The relationship between calculated and experimental electronic transition energies

Abstract

Most theoretical calculations of molecular electronic structure are performed with fixed nuclear coordinates, assuming the Born—Oppenheimer approximation. Generally, the equilibrium nuclear coordinates for the ground state are employed. Calculated electronic transition energies, E vert c, are vertical transitions from the classical minimum in the ground-state potential surface to that point on the excited-state surface with the same nuclear positions. A problem arises because experimental absorption spectra do not conveniently yield this quantity. Most often the experimental band maximum has been equated with E vert c. Occasionally one finds comparisons with adiabatic or zero—zero energies and the theoretical values. This paper summarizes the relationship between E vert c and experimental spectra.
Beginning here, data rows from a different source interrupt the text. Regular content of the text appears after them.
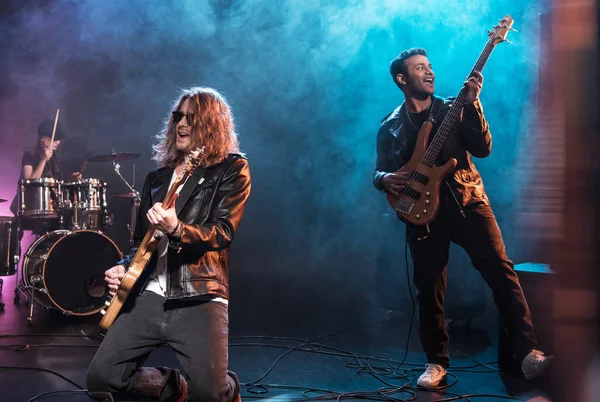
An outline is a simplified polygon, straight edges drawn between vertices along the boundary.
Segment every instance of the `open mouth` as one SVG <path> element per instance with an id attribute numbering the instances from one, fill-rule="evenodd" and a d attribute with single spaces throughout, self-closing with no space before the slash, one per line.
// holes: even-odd
<path id="1" fill-rule="evenodd" d="M 433 85 L 433 78 L 425 78 L 423 82 L 429 85 Z"/>
<path id="2" fill-rule="evenodd" d="M 189 137 L 189 136 L 190 136 L 190 133 L 186 133 L 184 131 L 178 131 L 177 132 L 177 137 L 178 138 L 184 138 L 184 137 Z"/>

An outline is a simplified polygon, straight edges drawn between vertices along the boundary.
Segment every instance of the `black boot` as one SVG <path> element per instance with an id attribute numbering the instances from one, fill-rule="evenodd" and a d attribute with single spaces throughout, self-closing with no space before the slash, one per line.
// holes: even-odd
<path id="1" fill-rule="evenodd" d="M 242 389 L 237 374 L 235 374 L 233 371 L 227 370 L 227 375 L 231 377 L 235 383 L 235 388 L 233 390 L 233 397 L 231 398 L 231 402 L 242 402 L 242 396 L 240 395 Z"/>

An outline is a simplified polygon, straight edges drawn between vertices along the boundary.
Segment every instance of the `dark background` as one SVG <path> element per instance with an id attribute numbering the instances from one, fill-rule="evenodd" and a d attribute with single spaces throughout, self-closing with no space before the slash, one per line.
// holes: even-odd
<path id="1" fill-rule="evenodd" d="M 371 185 L 379 121 L 402 101 L 389 62 L 425 47 L 437 93 L 456 95 L 486 30 L 506 13 L 515 19 L 514 44 L 499 45 L 484 70 L 494 149 L 476 164 L 509 256 L 525 261 L 514 217 L 535 117 L 540 3 L 4 1 L 0 196 L 12 199 L 23 150 L 58 108 L 69 136 L 59 151 L 65 171 L 113 148 L 138 152 L 121 165 L 131 179 L 135 164 L 141 190 L 179 89 L 211 86 L 232 105 L 253 179 L 231 258 L 232 325 L 335 327 L 377 320 L 382 309 L 408 311 L 404 226 Z M 108 183 L 116 223 L 107 235 L 125 250 L 129 204 L 112 196 L 127 188 L 108 163 L 88 165 L 84 176 Z M 458 248 L 448 295 L 454 317 L 492 305 Z"/>

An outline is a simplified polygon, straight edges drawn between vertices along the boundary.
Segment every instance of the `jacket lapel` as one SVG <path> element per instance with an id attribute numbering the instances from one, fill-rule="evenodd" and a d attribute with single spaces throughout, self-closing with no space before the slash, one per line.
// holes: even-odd
<path id="1" fill-rule="evenodd" d="M 150 185 L 151 191 L 150 196 L 152 198 L 152 205 L 157 202 L 163 202 L 169 191 L 169 184 L 171 183 L 171 177 L 173 177 L 173 168 L 164 168 L 158 173 L 152 184 Z"/>
<path id="2" fill-rule="evenodd" d="M 179 197 L 175 201 L 175 211 L 177 212 L 177 215 L 179 215 L 179 213 L 185 206 L 185 203 L 190 198 L 190 195 L 192 195 L 192 192 L 194 191 L 196 186 L 201 184 L 205 180 L 205 173 L 205 169 L 196 169 L 194 173 L 192 173 L 192 175 L 185 182 L 183 188 L 179 192 Z"/>

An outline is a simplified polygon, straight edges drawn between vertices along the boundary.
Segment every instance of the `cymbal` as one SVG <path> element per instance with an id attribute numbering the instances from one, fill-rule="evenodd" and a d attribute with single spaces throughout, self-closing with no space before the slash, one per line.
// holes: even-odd
<path id="1" fill-rule="evenodd" d="M 119 152 L 115 154 L 96 155 L 88 158 L 88 162 L 112 162 L 113 160 L 120 162 L 129 159 L 139 158 L 140 154 L 133 152 Z"/>
<path id="2" fill-rule="evenodd" d="M 0 202 L 6 202 L 6 201 L 8 201 L 6 198 L 0 197 Z"/>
Within the Crude Born—Oppenheimer framework and to first order in vibronic coupling a rigorous procedure for determining E vert c from an experimental spectrum is presented. The zeroeth and first moments of an absorption band unambiguously fix the energy of the vertical Franck—Condon transition. This may be extended to include the Herzberg—Teller correction. Finally, it is pointed out that, in addition, the vibrational zero-point reorganizational energy must be admitted. The magnitude of the various energy corrections can amount to uncertainties on the order of ± 1000 cm −1. It is important to recognize this fact when comparing experimental spectroscopic energies with those from accurate crystal field and ab initio calculations.